I made a long-awaited trip to Niantic Book Barn, a book-lover’s paradise. You can trade in your old reads for cash or voucher, the voucher always worth a bit more towards a new collection of books. I chose the latter, and, as Frost would say, that has made all the difference.

I have before me quite a collection of creative people to admire and emulate. Of the six, I have only spent real time with Mary Oliver before, a Pulitzer Prize winner who made me want to write poetry again. Now I like her even more, because it turns out she writes brilliant essays, too. I’ve a passing acquaintance with James Michener and John Muir. Michener wrote a Writer’s Handbook, where he generously displays and dissects his own brilliant writing process. He wears his single-minded devotion to his work on his sleeve. John Muir had an amazing life, and The Wild Muir is a selection of some of his highest adventures, in his own words. Muir found meaning in every adversity. A bout of temporary blindness moved him away from industry, where he was very clever, back to the natural world. A malarial fever diverted his travel plans to South America. He landed in Yosemite instead, and went on to love the region feverishly and contagiously, creating Yosemite National Park, acquainting Teddy Roosevelt and the rest of our nation with its nearly wordless wonders (except he did find the words).

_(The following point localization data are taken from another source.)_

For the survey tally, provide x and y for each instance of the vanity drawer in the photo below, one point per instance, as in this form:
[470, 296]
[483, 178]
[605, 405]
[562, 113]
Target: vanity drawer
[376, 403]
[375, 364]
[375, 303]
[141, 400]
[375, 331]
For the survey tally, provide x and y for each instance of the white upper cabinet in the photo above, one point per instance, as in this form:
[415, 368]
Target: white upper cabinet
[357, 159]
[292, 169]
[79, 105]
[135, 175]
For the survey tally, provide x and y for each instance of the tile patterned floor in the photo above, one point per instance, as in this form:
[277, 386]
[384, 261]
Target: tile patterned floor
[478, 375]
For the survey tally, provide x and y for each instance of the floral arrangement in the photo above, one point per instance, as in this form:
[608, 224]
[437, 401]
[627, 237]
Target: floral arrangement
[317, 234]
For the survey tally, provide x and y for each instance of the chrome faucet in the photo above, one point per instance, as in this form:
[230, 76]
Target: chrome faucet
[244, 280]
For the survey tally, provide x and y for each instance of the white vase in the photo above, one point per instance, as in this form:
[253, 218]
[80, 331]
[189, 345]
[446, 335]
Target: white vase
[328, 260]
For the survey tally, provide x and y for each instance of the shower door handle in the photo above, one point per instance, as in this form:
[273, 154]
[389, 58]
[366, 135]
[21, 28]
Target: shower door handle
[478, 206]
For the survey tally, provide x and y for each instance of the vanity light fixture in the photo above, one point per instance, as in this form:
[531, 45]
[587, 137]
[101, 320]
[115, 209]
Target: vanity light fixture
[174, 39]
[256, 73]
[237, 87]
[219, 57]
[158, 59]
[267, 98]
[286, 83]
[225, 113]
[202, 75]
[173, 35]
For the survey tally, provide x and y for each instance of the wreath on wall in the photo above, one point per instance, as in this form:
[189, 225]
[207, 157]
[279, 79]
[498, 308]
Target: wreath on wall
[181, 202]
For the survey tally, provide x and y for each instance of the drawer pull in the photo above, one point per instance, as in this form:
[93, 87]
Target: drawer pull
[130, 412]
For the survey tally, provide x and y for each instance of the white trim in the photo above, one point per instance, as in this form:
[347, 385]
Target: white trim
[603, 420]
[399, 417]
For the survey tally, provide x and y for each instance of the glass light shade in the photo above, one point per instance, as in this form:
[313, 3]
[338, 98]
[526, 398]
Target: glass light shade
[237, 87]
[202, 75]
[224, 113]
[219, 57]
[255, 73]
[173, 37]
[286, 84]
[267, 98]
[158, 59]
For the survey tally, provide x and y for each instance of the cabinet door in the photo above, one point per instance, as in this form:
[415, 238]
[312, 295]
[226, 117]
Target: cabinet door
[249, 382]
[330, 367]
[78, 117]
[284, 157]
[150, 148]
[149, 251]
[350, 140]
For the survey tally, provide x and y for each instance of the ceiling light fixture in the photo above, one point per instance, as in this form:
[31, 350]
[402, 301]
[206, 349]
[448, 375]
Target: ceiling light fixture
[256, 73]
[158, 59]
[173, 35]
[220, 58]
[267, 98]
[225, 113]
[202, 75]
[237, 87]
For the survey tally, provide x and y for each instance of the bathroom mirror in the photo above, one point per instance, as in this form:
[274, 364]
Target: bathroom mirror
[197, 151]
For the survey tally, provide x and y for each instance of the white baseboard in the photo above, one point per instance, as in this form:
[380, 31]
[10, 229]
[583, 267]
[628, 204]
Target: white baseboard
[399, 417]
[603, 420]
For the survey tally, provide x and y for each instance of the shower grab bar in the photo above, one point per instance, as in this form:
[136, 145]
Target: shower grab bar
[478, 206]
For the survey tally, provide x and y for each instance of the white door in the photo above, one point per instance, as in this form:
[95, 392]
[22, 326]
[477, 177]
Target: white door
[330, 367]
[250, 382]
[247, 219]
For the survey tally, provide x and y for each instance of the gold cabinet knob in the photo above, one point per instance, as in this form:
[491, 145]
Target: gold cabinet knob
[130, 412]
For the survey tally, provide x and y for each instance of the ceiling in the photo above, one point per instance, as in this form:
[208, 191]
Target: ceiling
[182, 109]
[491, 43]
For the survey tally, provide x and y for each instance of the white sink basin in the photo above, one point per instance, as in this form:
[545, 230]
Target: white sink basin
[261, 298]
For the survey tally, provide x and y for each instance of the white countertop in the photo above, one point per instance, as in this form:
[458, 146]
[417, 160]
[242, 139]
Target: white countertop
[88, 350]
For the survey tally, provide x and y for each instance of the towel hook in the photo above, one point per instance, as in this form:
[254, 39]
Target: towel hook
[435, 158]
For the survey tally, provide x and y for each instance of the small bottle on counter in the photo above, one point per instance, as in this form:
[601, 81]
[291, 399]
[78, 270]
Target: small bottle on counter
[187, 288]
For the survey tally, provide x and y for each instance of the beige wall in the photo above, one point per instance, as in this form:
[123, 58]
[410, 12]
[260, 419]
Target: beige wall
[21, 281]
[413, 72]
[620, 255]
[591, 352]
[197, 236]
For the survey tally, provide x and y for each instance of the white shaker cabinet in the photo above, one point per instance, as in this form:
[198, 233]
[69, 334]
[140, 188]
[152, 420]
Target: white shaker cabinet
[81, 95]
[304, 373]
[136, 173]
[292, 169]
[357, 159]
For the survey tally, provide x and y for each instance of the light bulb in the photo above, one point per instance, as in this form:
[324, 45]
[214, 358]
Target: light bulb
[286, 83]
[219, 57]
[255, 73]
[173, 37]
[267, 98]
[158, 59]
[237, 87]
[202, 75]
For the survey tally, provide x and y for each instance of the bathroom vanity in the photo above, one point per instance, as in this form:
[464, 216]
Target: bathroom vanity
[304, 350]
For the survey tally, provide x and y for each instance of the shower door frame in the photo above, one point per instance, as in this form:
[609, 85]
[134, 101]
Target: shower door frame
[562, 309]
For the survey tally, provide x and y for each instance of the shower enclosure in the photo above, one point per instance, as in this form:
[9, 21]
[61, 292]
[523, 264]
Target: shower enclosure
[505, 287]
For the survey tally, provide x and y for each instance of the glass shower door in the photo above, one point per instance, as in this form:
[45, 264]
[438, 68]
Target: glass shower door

The remaining three authors/editors are new to me. Betty Flanders Thomson wrote The Changing Face of New England, a primer that I hope will acquaint me with the terrain through which I drive and walk daily. Robert Vivian wrote Cold Snap as Yearning, a book I bought for the title. Finally, The Writer on Her Work feels edited just for me: women writers exploring why and how they do what they do.

I don’t have as much creativity as I want these days. Work and family strains seem to drain it all away. Until the well refills again, I have these saints of innovation and originality to keep me company, maybe even get a trickle going.